Furti e spaccio, i cuochi restano in cella
CHIGNOLO PO. Restano in carcere i due cuochi sorpresi dai carabinieri mentre spacciavano droga a Mediglia, vicino a Lodi. I due, un trentenne di Chignolo Po ed un quarantacinquenne di Miradolo Terme, sono anche accusati di aver sottratto generi alimentari all'ospedale Fatebenefratelli di San Colombano al Lambro. Un classico furto sul posto di lavoro.
Il provvedimento di fermo emesso dai carabinieri è stato convalidato dal giudice del tribunale di Lodi, competente per territorio. La vicenda era iniziata ia sera verso le 22. Una pattuglia dei carabinieri del reparto operativo di Lodi aveva notato un'automobile parcheggiata lungo la strada provinciale 39. La vettura aveva i fari spenti e, nonostante l'oscurità molto fitta, si notavano le sagome di alcune persone che stavano discutendo. I militari si erano insospettiti e si erano avvicinati rapidamente: i passeggeri non avevano fatto in tempo a fuggire. Erano stati bloccati e costretti ad uscire dalla vettura. Si trattava dei cuochi pavesi e di un loro amico marocchino. «Cosa state facendo?», avevano chiesto i militari ai tre. I passeggeri dell'auto, visibilmente nervosi per l'inatteso controllo, avevano cercato di giustificare la loro presenza ma le loro dichiarazioni non avevano convinto i militari. Era cosi scattata la perquisizione all'interno della vettura ed i sospetti dei militari erano stati confermati. Nascosti all'interno dell'auto, c'erano venti grammi di cocaina, 80 grammi di sostanza da taglio e circa duemila euro in contanti. Gli investigatori avevano subito sospettato che il denaro fosse il ricavato dello spaccio che, sempre secondo l'accusa, avveniva in un campo poco distante. A questo punto era scattata anche la perquisizione personale ma addosso ai tre non era stato trovato nulla di compromettente. Il terzetto era stato accompagnato in caserma dove era iniziato un primo interrogatorio informale.
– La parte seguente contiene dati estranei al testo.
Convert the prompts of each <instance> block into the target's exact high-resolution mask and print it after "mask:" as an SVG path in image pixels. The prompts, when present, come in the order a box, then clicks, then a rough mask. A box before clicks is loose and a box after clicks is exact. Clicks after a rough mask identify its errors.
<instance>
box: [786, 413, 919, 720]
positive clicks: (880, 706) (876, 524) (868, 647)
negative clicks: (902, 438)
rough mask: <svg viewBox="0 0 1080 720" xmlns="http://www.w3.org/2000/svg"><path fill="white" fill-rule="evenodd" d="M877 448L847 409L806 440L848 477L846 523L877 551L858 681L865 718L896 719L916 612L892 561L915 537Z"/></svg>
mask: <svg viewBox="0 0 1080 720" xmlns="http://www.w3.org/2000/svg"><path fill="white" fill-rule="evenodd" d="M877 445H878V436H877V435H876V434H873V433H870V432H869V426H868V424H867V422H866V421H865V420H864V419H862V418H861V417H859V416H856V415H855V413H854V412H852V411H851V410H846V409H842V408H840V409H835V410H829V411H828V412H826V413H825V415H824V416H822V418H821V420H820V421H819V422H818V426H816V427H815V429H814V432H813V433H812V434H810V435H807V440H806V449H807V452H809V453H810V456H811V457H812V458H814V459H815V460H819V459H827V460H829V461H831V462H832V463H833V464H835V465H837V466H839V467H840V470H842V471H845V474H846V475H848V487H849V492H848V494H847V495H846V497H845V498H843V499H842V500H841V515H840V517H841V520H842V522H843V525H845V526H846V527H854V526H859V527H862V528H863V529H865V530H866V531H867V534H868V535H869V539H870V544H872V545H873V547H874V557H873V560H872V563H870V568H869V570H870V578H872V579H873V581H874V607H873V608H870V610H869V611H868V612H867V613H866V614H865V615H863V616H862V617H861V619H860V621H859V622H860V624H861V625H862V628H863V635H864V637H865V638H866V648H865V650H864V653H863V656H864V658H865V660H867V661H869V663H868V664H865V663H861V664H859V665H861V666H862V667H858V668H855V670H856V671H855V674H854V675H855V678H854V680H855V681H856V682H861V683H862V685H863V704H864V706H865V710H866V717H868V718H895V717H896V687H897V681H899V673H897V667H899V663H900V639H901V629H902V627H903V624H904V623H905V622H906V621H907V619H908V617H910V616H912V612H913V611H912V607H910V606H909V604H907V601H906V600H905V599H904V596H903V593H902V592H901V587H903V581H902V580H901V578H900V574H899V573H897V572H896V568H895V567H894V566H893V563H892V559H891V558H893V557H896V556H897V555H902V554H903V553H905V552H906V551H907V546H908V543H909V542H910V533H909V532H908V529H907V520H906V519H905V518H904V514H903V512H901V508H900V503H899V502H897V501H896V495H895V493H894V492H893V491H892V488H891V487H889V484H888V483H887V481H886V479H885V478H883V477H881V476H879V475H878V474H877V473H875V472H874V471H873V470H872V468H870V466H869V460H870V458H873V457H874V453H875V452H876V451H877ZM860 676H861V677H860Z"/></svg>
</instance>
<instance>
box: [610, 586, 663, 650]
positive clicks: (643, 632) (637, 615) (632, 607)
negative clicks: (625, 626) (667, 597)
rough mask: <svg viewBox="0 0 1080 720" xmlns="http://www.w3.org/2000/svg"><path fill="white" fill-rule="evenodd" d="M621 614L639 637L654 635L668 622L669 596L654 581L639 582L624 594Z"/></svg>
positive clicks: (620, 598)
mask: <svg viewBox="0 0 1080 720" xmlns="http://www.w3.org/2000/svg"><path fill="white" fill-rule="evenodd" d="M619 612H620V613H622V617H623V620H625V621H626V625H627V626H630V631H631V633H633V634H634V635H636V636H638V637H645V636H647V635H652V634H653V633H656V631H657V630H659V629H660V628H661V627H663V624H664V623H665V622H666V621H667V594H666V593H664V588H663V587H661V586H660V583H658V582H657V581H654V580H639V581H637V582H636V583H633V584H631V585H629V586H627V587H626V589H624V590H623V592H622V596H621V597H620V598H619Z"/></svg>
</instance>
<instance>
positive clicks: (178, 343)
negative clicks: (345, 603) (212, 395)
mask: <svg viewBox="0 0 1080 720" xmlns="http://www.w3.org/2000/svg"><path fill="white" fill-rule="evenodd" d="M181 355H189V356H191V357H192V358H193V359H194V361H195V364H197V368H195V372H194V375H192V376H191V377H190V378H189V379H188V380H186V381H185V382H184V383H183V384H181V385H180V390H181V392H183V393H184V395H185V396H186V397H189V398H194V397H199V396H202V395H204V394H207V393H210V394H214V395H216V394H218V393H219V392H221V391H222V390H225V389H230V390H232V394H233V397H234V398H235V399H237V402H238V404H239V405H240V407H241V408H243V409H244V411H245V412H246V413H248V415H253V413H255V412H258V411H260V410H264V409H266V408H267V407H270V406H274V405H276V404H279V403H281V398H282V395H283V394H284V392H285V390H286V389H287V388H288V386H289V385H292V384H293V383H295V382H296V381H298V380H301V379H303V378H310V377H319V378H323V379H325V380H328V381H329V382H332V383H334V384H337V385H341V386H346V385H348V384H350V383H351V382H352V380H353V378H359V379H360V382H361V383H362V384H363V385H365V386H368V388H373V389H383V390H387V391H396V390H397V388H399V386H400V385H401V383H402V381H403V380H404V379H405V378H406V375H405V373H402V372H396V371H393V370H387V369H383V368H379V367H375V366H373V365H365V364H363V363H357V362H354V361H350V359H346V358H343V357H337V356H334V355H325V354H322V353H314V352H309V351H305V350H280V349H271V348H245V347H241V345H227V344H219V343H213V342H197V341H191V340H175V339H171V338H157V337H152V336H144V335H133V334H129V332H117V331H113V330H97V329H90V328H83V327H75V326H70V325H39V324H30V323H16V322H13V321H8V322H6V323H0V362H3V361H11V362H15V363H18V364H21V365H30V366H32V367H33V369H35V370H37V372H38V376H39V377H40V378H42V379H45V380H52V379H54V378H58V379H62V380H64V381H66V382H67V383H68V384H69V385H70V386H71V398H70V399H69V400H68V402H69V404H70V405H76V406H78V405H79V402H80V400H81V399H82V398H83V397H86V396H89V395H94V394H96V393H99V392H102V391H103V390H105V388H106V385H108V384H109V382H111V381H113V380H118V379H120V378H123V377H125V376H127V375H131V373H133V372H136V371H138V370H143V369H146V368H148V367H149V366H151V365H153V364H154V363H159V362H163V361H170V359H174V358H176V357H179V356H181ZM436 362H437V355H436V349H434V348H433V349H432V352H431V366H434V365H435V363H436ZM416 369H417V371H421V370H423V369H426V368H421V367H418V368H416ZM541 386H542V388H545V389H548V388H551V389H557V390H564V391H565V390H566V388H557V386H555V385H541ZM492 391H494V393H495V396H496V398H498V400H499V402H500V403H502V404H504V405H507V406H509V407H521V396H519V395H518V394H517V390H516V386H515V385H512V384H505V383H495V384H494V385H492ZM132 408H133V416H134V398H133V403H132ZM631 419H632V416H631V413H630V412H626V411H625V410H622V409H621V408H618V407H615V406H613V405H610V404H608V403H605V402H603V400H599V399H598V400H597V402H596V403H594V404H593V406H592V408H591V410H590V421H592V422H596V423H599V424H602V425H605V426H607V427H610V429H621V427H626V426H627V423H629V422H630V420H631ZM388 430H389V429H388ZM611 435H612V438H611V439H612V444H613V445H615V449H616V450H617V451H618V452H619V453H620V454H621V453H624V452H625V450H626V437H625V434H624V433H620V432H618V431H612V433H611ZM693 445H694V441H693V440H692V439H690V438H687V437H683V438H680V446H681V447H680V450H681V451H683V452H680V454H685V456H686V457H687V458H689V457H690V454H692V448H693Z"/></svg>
La parte più curiosa della vicenda doveva ancora arrivare. I due cuochi avevano infatti spiegato di lavorare nelle cucine dell'ospedale psichiatrico di San Colombano a pochi chilometri da casa. E non avevano precedenti con la giustizia. Ma era anche scattata una perquisizione domiciliare a Chignolo ed a Miradolo. Nelle loro residenze non era stata trovata ombra di droga ma solo un discreto quantitativo di confezioni di tonno, pasta e prosciutto che, probabilmente, erano state rubate dai magazzini dell'ospedale. Tutta la merce è stata sequestrata e dovrà essere restituita ai responsabili del Fatebenefratelli. Le indagini, intanto, sono tutt'altro che concluse. (a. a.)